ARTI PEMURIDAN (bagian 2)
“Jika ada orang ingin mengikuti-Ku, dia harus menyangkali semua hak dirinya memikul salibnya dan mengikuti aku” (Markus 8:34, versi Phillips).
Kata kedua yang sulit dalam penggambaran Yesus mengenai pemuridan adalah “salib.” Berita buruk bagi Petrus dan para murid lainnya (termasuk kita) adalah bahwa salib Yesus bukan satu-satunya. Dia meneruskan dengan mengatakan bahwa tiap pengikutnya-pria maupun wanita-akan mempunyai salibnya sendiri.
Supaya dapat sepenuhnya mengerti pernyataan bahwa tiap orang harus memikul salib, kita perlu menempatkan diri kita di tempat para murid mula-mula itu. Gambaran tentang salib atau disalib tidak menggetarkan daya khayal abad kedua puluh satu kita. Bagi kita, “penyaliban” adalah sebuah kata yang telah kehilangan arti. Tetapi bukan begitu keadaannya dengan para murid. Mereka tahu bahwa memikul salib adalah melangkah sekali jalan menuju suatu tempat yaitu kematian.

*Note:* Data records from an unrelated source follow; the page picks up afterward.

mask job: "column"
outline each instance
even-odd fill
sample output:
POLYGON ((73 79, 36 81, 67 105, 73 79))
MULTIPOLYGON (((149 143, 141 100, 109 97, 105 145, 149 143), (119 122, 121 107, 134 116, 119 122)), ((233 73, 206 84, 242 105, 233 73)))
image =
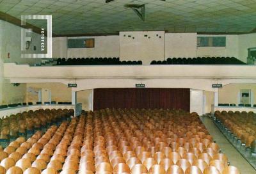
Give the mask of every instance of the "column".
POLYGON ((219 90, 214 91, 214 107, 218 107, 219 105, 219 90))
POLYGON ((93 89, 90 90, 91 92, 88 96, 89 111, 93 111, 93 89))
POLYGON ((72 104, 76 104, 76 91, 72 91, 72 104))

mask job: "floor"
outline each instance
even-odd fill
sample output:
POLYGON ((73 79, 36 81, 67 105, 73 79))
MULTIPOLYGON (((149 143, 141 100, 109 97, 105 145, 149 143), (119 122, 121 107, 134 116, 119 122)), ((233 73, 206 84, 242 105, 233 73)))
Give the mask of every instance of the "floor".
POLYGON ((256 174, 256 170, 228 142, 210 118, 202 116, 201 120, 208 129, 210 134, 213 136, 214 140, 219 145, 221 152, 228 157, 230 166, 237 167, 241 174, 256 174))

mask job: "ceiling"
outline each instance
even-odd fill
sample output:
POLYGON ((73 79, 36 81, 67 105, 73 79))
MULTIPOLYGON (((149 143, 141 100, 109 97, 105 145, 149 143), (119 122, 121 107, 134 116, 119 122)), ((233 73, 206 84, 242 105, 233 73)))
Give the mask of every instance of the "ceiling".
MULTIPOLYGON (((56 35, 109 34, 120 31, 248 33, 256 30, 256 0, 0 0, 0 12, 52 15, 56 35), (126 4, 145 4, 143 21, 126 4)), ((37 27, 45 22, 29 21, 37 27)))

Dengan pengertian tersebut maka kata “menyangkal” dan kata “salib” saling menyilang. Salib, seperti konsep penyangkalan atas diri sendiri, telah diremehkan oleh komunitas Kristen. Bagi beberapa orang, memikul salib adalah memakainya sebagai hiasan di leher. Bagi orang lain itu berarti bertahan dan bersabar dengan ketidaknyamanan atau hambatan dalam kehidupan, seperti suami yang menggerutu terus-menerus atau istri yang ceroboh, atau bahkan menyandang cacat fisik.
Di dalam pikiran Yesus tidak terdapat karikatur pemikul salib seperti itu. Dia berbicara tentang salib sebagai suatu alat kematian-bukan fisik bagi sebagian besar pendengar-Nya, tetapi mengenai penyaliban diri, menyangkal inti dari kehidupan kita dan kesetiaan utama kita kepada diri sendiri. Ellen White mengemukakan bahwa “peperangan melawan diri sendiri adalah pertempuran paling besar yang pernah digelar” (Steps to Christ, hlm. 43). Dan James Denney menekankan bahwa “walau dosa kemungkinan secara alami lahir tetapi matinya tidak alami; dalam tiap kasus dosa harus divonis secara moral dan dibunuh.” Menjatuhkan vonis itu adalah perbuatan kemauan di bawah dorongan hati oleh Roh Kudus. Yesus dan Paulus berulang kali mengacu kepada hal tersebut sebagai suatu penyaliban.
Paulus sangat jelas mengenai topik tersebut dalam Roma 6, di mana dia menggambarkan menjadi seorang Kristen adalah suatu penyaliban “manusia lama” (ayat 6) dan suatu kebangkitan kepada cara hidup baru dengan pusat yang baru-Yesus dan kehendak-Nya. Kematian itu yang mutlak di dalam perintah-Nya untuk menyangkal diri sendiri dan memikul salib diri sendiri. Paulus menekankan bahwa pembaptisan selam adalah lambang yang sempurna dari kematian rohaniah dan kebangkitan ke sebuah hidup baru yang berpusat pada Allah (ayat 1-11).